いくつもの砕けたフラスコ、その周りには放り出されたホムンクルスたちが転がっていた。炎に舐められガラスの雨を受け、それでも彼らは声一つあげずピクリとも動かない。
そんな一種異様で異臭漂う部屋の中、それは生まれた。
「ここ、は?」
白菫色の長い濡れ髪を頬や華奢な体に貼り付け、翡翠色の大きな瞳でファートゥムを見つめる一糸まとわぬ少女。刹那、ファートゥムの脳裏を駆け抜けたのは、懐かしく愛しい面影。
『ファートゥムだけは、どんな手段を使っても私が必ず守るから』
姉よりはだいぶ幼いが、まるで生き写しのような目の前の少女の姿がファートゥムの胸を締め付ける。青みがかった金剛石をかたく握りしめ、ファートゥムは少女を凝視した。
「ホムンクルス……。まだ疑似魂を入れられてなかったはずなのに、なんで」
ホムンクルスは魂を持たない、人為的に生み出された肉の器。フラスコから産み落とされた後、疑似魂という命令を組み込まれ初めて動き出す。
「ホムンクルス……わたしはホムンクルス、型式HLE063」
まっすぐファートゥムを見つめ答えた少女。戸惑うファートゥムとの間にしばしの沈黙がおりる。
「わたしは、どうすれば?」
「そんなの……俺が知るわけないだろ! なんか知らねぇけどお前にはもう魂が入ってるみたいだし、だったらその命令に従えよ。俺の知ったこっちゃねぇ」
「わかった」
ファートゥムは少女を突き放すと歩き出した。一方、少女はファートゥムの後を追うように歩き出した。

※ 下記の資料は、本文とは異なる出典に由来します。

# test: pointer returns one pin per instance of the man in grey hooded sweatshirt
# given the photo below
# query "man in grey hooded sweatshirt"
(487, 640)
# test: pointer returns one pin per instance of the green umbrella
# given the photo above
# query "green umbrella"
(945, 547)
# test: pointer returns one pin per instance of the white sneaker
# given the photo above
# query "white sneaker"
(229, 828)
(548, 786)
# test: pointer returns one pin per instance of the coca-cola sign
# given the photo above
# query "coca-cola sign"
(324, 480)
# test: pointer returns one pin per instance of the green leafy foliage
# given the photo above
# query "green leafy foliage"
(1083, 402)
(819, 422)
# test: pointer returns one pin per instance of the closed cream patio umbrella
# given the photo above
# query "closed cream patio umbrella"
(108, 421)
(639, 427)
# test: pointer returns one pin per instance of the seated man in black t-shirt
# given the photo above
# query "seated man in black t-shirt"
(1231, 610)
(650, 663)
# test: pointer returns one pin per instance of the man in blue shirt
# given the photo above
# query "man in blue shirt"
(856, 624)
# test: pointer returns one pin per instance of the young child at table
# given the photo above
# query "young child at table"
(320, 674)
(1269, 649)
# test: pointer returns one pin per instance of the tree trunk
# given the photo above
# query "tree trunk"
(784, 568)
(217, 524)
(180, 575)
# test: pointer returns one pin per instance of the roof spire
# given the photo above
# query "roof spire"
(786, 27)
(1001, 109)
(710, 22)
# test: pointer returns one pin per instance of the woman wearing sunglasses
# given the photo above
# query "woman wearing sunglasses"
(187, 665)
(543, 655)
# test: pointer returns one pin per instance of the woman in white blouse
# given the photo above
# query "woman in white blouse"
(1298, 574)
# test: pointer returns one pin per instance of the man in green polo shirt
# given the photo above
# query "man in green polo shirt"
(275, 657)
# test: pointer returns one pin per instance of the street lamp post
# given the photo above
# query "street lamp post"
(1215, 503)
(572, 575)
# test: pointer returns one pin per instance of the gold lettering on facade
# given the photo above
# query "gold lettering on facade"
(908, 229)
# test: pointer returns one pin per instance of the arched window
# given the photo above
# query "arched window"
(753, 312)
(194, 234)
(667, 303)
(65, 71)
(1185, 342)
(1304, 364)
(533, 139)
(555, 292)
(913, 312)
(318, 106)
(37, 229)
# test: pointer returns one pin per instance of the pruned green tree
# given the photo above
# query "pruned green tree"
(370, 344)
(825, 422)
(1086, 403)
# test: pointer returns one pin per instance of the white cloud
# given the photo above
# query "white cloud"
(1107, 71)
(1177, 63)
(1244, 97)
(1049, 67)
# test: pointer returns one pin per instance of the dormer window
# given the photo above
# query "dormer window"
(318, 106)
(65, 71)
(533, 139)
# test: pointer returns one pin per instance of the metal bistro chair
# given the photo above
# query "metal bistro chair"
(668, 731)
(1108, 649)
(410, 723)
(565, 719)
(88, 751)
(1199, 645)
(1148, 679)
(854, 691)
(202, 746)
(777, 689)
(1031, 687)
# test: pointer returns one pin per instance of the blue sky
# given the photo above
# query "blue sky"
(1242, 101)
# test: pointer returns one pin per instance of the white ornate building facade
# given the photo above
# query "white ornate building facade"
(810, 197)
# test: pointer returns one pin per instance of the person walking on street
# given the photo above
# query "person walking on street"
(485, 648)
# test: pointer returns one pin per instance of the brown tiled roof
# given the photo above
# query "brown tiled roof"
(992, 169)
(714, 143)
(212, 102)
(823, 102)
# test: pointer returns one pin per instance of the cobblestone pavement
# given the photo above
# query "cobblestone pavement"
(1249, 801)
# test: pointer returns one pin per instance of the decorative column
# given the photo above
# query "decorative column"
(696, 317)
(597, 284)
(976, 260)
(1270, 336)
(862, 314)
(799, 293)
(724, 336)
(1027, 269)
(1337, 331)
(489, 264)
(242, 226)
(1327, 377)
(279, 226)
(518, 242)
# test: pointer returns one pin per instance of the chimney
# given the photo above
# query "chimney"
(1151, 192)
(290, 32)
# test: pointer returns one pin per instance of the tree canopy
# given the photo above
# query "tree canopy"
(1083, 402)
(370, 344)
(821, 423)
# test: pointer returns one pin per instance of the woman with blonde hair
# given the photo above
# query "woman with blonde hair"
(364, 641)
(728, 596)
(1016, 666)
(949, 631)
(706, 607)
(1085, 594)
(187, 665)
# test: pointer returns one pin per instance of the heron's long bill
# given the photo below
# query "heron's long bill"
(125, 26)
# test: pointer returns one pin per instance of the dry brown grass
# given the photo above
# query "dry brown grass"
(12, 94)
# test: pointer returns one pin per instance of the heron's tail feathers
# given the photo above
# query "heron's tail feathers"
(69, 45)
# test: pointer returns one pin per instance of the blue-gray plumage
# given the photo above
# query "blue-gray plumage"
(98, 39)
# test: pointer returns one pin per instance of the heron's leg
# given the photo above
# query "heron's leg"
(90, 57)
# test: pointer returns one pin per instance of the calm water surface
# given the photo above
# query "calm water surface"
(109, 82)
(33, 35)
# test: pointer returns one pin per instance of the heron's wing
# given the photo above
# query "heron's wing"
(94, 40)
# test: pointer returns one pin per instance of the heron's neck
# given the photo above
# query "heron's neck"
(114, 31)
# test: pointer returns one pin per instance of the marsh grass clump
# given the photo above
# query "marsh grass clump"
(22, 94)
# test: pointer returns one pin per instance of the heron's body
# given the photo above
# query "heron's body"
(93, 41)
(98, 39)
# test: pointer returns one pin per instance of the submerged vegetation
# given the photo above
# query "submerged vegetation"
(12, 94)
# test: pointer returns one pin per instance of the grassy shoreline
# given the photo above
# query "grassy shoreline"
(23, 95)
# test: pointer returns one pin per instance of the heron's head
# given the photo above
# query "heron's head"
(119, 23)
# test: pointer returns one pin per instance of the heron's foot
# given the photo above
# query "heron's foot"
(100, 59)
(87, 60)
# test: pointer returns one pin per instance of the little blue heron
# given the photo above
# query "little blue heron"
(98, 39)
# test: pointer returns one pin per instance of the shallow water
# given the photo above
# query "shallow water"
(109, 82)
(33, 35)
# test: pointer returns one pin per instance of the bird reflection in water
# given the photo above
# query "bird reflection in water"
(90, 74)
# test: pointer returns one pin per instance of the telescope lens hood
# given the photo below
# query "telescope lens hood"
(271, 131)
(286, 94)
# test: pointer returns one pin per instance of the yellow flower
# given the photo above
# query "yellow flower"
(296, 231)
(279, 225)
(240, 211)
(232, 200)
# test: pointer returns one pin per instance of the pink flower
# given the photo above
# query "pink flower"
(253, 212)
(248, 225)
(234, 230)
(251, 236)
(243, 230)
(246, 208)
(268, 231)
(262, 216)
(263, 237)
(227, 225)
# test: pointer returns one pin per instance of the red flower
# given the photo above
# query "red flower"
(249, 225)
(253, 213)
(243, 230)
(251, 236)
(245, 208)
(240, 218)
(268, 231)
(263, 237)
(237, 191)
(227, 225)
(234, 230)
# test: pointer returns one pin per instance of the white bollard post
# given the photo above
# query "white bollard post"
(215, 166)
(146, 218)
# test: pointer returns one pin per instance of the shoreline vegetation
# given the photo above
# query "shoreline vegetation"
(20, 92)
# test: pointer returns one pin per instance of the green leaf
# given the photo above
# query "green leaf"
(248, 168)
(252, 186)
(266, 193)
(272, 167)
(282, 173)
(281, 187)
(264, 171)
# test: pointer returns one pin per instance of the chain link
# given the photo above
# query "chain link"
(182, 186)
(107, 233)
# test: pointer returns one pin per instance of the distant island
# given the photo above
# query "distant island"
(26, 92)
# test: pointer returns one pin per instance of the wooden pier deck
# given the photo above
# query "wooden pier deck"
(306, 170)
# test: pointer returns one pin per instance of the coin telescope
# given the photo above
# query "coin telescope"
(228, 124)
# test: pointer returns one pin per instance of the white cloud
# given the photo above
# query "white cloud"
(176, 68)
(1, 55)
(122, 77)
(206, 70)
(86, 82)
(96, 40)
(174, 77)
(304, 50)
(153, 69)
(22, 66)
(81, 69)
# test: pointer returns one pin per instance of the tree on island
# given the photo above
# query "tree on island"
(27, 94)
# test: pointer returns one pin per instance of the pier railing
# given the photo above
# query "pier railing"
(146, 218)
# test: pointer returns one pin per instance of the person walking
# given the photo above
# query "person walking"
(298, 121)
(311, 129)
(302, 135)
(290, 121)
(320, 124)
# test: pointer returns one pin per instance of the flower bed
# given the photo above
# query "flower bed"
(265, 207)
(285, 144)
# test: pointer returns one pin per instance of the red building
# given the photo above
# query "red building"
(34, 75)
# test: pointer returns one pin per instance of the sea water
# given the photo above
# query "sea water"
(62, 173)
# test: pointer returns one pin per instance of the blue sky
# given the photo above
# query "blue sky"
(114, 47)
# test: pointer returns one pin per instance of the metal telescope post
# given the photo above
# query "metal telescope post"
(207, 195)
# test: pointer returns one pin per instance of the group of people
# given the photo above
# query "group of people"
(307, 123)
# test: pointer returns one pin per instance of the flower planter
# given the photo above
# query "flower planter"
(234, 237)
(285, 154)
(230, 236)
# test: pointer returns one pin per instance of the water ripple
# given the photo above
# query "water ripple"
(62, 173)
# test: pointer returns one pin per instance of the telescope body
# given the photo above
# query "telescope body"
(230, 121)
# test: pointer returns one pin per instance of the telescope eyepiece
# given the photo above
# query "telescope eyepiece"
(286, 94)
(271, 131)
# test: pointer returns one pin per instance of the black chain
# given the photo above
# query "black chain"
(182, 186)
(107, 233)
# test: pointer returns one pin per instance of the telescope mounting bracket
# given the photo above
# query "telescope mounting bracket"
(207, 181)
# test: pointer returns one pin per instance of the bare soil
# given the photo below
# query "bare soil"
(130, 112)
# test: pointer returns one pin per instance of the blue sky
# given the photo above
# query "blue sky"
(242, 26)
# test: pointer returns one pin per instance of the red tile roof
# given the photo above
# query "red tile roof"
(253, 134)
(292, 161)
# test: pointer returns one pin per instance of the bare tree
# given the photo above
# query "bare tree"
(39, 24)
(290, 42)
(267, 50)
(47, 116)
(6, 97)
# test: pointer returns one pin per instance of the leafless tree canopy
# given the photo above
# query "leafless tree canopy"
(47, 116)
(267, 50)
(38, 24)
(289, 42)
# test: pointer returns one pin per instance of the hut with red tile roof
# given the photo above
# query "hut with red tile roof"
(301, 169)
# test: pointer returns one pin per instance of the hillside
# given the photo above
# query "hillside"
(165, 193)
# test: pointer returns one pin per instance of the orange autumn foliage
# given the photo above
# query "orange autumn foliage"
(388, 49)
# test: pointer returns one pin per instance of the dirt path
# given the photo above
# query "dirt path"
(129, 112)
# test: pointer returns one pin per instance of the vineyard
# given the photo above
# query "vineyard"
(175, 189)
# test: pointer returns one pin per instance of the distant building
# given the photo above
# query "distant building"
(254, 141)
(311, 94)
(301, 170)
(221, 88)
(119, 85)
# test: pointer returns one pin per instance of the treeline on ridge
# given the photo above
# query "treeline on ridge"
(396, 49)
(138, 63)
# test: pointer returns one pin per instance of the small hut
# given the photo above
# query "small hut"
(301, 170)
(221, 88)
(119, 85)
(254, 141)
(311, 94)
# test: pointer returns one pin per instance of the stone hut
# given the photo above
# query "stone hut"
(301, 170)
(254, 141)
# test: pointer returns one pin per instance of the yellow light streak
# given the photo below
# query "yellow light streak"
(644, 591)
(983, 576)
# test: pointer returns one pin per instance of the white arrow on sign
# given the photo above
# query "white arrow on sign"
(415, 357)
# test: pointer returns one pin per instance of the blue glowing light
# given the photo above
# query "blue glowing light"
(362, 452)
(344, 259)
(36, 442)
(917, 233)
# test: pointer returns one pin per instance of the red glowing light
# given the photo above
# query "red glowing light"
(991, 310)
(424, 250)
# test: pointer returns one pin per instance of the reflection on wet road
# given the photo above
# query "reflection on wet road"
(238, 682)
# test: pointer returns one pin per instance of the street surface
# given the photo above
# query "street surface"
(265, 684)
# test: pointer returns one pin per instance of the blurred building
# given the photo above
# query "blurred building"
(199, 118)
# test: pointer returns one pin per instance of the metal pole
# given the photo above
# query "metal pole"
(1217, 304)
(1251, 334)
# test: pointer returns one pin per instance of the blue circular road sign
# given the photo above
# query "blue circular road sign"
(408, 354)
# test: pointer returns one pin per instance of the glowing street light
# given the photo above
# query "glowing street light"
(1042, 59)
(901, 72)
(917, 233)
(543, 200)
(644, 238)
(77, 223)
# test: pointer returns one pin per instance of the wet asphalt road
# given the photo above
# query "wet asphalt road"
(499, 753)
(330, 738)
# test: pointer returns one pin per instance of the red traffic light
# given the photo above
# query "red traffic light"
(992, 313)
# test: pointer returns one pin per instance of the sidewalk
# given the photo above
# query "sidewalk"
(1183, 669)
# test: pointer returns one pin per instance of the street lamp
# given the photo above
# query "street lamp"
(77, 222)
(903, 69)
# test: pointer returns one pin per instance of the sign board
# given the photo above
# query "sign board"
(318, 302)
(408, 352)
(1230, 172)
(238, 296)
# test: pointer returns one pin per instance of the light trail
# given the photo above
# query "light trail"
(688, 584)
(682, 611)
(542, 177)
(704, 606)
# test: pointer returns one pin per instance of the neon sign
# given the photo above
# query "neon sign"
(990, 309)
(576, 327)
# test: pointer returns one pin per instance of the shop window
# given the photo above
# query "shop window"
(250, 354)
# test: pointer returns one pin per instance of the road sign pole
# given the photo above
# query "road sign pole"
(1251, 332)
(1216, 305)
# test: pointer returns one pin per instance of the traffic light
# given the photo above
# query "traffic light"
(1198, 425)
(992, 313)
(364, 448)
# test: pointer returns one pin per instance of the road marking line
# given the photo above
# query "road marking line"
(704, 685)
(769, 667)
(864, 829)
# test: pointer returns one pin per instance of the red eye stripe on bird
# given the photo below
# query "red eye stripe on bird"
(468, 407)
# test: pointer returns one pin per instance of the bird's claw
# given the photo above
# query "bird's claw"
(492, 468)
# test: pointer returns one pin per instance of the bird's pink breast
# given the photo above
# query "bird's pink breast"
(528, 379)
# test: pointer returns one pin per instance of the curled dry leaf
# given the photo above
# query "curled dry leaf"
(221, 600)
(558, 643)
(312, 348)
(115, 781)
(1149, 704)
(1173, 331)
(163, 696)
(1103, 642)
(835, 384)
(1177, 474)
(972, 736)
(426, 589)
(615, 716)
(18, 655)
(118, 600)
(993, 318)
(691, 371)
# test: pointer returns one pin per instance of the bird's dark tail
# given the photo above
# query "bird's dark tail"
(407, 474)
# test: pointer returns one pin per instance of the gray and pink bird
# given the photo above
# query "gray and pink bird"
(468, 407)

燃え盛る部屋を無言で歩く二人。カツカツ、ぺたぺたぺた、カツカツ、ぺたぺたぺた――
「なんで俺についてくんだよ!!」
「命令、従えって言った。どんな手段を使ってもあなたを守る。これがわたしの存在意義」
「な……んだよ、それ! お前みたいななんの力もないホムンクルスが、どうやって魔法使いの俺を守るんだよ!!」
そこへ上の階から、新たな鉄人形と錬金術師たちがなだれ込んできた。殺気だった人間たちを前に、ファートゥムは少女に感じた苛立ちをぶつけるように彼らへと凶悪な笑みを贈る。
「お前のことはとりあえず後だ」
少女を見もせずそれだけ告げると、ファートゥムは錬金術師たちを挑発し始めた。
「さて、飛んで火に入るクソ虫ども。俺の仕掛けた罠をかいくぐって、よくここまでたどり着けたじゃねぇか。ちょっとだけ褒めてやるよ。ま、どのみち後で探しだして、王族は全員消すつもりだったけどな」
ファートゥムの煽り文句で錬金術師たちの額に次々と青筋が浮かび上がる。
「ふざけるな! 貴様、ここがどれだけ重要な施設だったのかわかってて――」
「当然。ただその重要ってのは、おまえら人間にとってだけ、だろ」
床に落ちていた赤い石を拾い上げると、ファートゥムは表情を消して一言。
「賢者の石」
一番手前にいた青年の眉がぴくりと反応する。
「……の、模倣品。これ、魔法使いを素体に使ったホムンクルスの魔臓、だろ?」
「お前、何者だ? なぜここの事やそれを知っている。それは我ら一族しか知らぬはず」
「ん~、教えてやってもいいけどぉ……でもどうせお前ら今から死ぬし、時間の無駄だからやっぱ却下な」
言い終わると同時に、ファートゥムは鉄人形たちの額を炎の弾丸でいっぺんに撃ち抜いた。頭部を炎に貫かれ、呆気なく倒れる鉄人形たち。
「一撃、だと!?」
「鉄人形の弱点は頭部に埋め込まれてる模倣賢者の石。正解、だろ?」
驚愕に固まった錬金術師たちを、ファートゥムは有無を言わさず火柱へと変えていった。とっさに防御をした者もいたが、しょせんは人間。生粋の魔法使いの前ではまったくの無力だった。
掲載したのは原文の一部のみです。